Table_2_A serum metabolic biomarker panel for early rheumatoid arthritis.pdf

ObjectiveThere is an urgent need for novel biomarkers to improve the early diagnosis of rheumatoid arthritis (ERA). Current serum biomarkers used in the management of ERA, including rheumatoid factor and anti-cyclic citrullinated peptide (ACPA), show limited specificity and sensitivity. Here, we used metabolomics to uncover new serum biomarkers of ERA.MethodsWe applied an untargeted metabolomics approach including gas chromatography time-of-flight mass spectrometry in serum samples from an ERA cohort (n=32) and healthy controls (n=19). Metabolite set enrichment analysis was performed to explore potentially important biological pathways. Partial least squares discriminant analysis and variable importance in projection analysis were performed to construct an ERA biomarker panel.ResultsSignificant differences in the content of 11/81 serum metabolites were identified in patients with ERA. Receiver operating characteristic (ROC) analysis showed that a panel of only three metabolites (glyceric acid, lactic acid, and 3-hydroxisovaleric acid) could correctly classify 96.7% of patients with ERA, with an area under the ROC curve of 0.963 and with 94.4% specificity and 93.5% sensitivity, outperforming ACPA-based diagnosis by 2.9% and, thus, improving the preclinical detection of ERA. Aminoacyl-tRNA biosynthesis and serine, glycine, and phenylalanine metabolism were the most significant dysregulated pathways in patients with ERA.ConclusionA metabolomics serum-based biomarker panel composed of glyceric acid, lactic acid, and 3-hydroxisovaleric acid offers potential for the early clinical diagnosis of RA.
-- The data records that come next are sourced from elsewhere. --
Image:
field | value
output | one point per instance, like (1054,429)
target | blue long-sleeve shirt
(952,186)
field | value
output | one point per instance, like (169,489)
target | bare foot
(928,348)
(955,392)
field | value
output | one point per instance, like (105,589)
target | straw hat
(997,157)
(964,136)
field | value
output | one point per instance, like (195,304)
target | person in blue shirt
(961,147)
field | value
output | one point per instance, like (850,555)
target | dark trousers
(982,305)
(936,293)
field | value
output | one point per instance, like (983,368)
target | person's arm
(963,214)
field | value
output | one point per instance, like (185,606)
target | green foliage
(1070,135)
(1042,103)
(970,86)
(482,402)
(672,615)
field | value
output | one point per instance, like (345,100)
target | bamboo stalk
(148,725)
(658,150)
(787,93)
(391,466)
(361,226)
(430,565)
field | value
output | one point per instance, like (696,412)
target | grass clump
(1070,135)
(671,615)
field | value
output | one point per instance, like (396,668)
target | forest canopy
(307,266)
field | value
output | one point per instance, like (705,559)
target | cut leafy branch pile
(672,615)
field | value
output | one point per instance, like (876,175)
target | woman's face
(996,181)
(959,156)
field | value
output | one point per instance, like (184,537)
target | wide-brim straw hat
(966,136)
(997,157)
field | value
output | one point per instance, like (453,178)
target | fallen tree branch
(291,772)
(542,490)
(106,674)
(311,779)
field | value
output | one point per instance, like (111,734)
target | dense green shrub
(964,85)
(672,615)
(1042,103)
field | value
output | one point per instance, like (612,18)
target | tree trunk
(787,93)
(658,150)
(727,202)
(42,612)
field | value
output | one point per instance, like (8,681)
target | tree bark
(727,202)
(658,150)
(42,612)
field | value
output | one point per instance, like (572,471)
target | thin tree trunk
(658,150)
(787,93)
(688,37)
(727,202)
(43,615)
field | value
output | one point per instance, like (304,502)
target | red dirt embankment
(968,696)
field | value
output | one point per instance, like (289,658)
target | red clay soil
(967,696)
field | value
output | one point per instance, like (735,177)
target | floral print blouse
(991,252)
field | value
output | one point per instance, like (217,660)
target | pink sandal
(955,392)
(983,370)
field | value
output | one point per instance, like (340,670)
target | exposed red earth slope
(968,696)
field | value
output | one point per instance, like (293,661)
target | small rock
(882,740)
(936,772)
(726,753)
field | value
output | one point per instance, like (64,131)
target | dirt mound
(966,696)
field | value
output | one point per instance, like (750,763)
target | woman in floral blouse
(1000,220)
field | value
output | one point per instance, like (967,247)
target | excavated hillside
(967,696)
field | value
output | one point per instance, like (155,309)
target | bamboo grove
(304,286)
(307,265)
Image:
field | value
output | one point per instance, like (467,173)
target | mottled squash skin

本研究旨在寻求新型生物标志物，以提升类风湿性关节炎（RA）的早期诊断水平。目前用于管理RA的血清生物标志物，包括类风湿因子和抗环瓜氨酸肽（ACPA），其特异性和敏感性有限。本研究通过代谢组学方法，旨在发现新的RA血清生物标志物。研究方法包括对RA队列（n=32）和健康对照组（n=19）的血清样本进行非靶向代谢组学分析，采用气相色谱-飞行时间质谱联用技术。通过代谢物集富集分析，探索潜在重要的生物学通路。采用偏最小二乘判别分析和变量投影重要性分析构建RA生物标志物面板。研究结果发现，在RA患者的血清中，11/81种代谢物的含量存在显著差异。受试者工作特征（ROC）分析显示，仅由三种代谢物（甘油酸、乳酸和3-羟基异戊酸）组成的面板能够正确分类96.7%的RA患者，ROC曲线下面积为0.963，特异性为94.4%，敏感性为93.5%，优于基于ACPA的诊断方法，从而提高了RA的早期临床检测能力。在RA患者中，氨酰-tRNA生物合成以及丝氨酸、甘氨酸和苯丙氨酸代谢是失调最为显著的通路。结论表明，由甘油酸、乳酸和3-羟基异戊酸组成的代谢组学血清生物标志物面板，为RA的早期临床诊断提供了潜在价值。